Оказалось, что на зеркале можно отлично качаться, как на качелях. Да нет, куда занятнее, чем на качелях! Вы раскачиваетесь все быстрее и быстрее, а перед вашими глазами мелькают в зеркале самые разнообразные вещи: висячая лампа со всеми своими блестящими подвесками, кресла, стол с лиловой плюшевой скатертью, бисерная подушка на диване, портрет какого-то старика в раме под стеклом на противоположной стене.
И вдруг все это понеслось куда-то кувырком. Я лечу вместе с зеркалом и слышу, как оно грохается об пол и рассыпается вдребезги. Подзеркальник тяжело стукается над самой моей головой. В сущности, этот узкий столик, который мог размозжить мне голову, спас меня, мое лицо и глаза от града осколков.
Прикрытый рамой разбитого зеркала, я тихо лежу, боясь пошевелиться, и тут только понемногу начинаю соображать, чт'o я натворил.
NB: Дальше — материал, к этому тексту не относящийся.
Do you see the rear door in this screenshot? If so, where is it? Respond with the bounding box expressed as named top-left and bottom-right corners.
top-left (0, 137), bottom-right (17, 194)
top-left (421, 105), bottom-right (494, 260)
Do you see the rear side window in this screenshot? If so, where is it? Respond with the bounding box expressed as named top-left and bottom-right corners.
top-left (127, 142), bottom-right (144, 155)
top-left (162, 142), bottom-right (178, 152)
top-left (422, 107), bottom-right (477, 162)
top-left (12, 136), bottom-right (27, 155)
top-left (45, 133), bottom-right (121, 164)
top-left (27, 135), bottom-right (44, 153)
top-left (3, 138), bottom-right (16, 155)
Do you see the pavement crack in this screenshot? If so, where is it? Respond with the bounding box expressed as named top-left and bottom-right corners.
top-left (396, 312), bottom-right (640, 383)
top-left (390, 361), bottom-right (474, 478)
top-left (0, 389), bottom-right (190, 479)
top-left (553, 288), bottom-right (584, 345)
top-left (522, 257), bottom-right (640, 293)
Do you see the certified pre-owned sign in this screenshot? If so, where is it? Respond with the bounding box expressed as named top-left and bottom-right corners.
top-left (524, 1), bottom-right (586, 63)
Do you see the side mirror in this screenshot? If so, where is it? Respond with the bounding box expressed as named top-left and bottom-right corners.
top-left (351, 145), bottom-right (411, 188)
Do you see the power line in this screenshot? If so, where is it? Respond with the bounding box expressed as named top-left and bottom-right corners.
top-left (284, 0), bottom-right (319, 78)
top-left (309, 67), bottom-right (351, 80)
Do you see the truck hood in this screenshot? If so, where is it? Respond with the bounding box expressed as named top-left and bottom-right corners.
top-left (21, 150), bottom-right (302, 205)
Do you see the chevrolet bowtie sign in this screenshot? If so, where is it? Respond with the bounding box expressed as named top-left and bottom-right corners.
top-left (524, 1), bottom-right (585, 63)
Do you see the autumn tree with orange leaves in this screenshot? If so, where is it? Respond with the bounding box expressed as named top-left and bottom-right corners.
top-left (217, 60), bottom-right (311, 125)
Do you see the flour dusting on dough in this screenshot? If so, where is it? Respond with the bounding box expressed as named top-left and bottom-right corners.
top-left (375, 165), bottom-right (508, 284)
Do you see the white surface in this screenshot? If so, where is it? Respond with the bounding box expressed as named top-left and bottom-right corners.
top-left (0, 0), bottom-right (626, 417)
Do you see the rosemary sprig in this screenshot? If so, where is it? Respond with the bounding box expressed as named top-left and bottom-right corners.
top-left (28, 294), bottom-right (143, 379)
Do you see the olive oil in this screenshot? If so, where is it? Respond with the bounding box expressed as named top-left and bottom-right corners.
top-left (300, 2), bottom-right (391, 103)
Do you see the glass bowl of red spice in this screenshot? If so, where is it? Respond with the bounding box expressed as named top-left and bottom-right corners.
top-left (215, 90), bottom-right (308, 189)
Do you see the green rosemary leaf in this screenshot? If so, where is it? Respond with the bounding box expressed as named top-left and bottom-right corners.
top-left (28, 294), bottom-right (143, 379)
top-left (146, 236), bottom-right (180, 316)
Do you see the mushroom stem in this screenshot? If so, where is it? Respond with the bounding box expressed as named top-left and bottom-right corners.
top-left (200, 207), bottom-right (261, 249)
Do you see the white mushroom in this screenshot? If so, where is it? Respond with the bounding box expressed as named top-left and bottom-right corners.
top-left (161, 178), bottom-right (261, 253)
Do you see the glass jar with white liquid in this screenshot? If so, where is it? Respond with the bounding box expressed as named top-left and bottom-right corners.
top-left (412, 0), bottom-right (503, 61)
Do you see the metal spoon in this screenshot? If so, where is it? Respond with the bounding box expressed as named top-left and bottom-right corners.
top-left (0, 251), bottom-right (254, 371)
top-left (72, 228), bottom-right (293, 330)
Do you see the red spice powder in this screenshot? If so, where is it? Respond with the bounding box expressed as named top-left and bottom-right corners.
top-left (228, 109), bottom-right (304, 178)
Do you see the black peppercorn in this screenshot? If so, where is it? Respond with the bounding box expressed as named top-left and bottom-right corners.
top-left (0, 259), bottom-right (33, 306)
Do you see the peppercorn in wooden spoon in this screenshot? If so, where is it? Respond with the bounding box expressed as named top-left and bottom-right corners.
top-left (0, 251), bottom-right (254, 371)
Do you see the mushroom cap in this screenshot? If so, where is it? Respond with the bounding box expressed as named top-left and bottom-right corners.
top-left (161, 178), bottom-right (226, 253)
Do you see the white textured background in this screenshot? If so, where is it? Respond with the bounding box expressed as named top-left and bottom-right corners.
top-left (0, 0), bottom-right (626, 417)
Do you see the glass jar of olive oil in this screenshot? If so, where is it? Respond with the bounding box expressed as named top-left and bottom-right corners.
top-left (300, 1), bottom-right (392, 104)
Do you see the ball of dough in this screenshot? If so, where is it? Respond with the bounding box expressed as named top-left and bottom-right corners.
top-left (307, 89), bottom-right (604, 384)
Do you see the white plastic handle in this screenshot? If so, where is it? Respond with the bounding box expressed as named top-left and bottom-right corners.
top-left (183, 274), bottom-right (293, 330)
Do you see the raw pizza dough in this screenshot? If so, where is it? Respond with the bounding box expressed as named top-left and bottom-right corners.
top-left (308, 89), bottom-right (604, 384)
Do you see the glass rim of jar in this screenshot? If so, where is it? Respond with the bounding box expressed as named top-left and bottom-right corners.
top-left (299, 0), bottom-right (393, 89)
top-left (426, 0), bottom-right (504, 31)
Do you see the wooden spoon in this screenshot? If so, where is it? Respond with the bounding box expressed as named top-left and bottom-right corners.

Если бы я обрушил на землю весь небесный свод с его светилами, я не чувствовал бы себя более несчастным и виноватым.
Вбежавшие в комнату родные — мама, бабушка, дедушка — не сразу обнаружили меня. Когда же они поняли, что я лежу среди груды осколков под тяжелой рамой разбитого зеркала — и при этом лежу совершенно неподвижно, молча, не плачу, не зову на помощь — они так и замерли от ужаса. Медленно и осторожно приподняли раму и все втроем наклонились надо мной.
— Жив! — сказала мама и заплакала. Она подхватила меня на руки и принялась ощупывать с ног до головы.
И тут оказалось, что я цел и невредим, если не считать нескольких царапин от мелких осколков.
Все до того обрадовались, что не только не стали бранить меня, а бросились обнимать, целовать, расспрашивать, не ушибся ли я и не очень ли испугался.
Никому и в голову не пришло наказать меня за мое преступление. А мне, пожалуй, было бы даже легче, если бы я за него как-нибудь поплатился. С грустью смотрел я на осиротевшее второе зеркало, оставшееся таким одиноким в своем простенке.
В глубине души я еще лелеял надежду, что мой дядя, который так ловко превращает медные самовары в серебряные, как-нибудь соберет и склеит все осколки, а потом ловко покроет их своим самоварным серебром.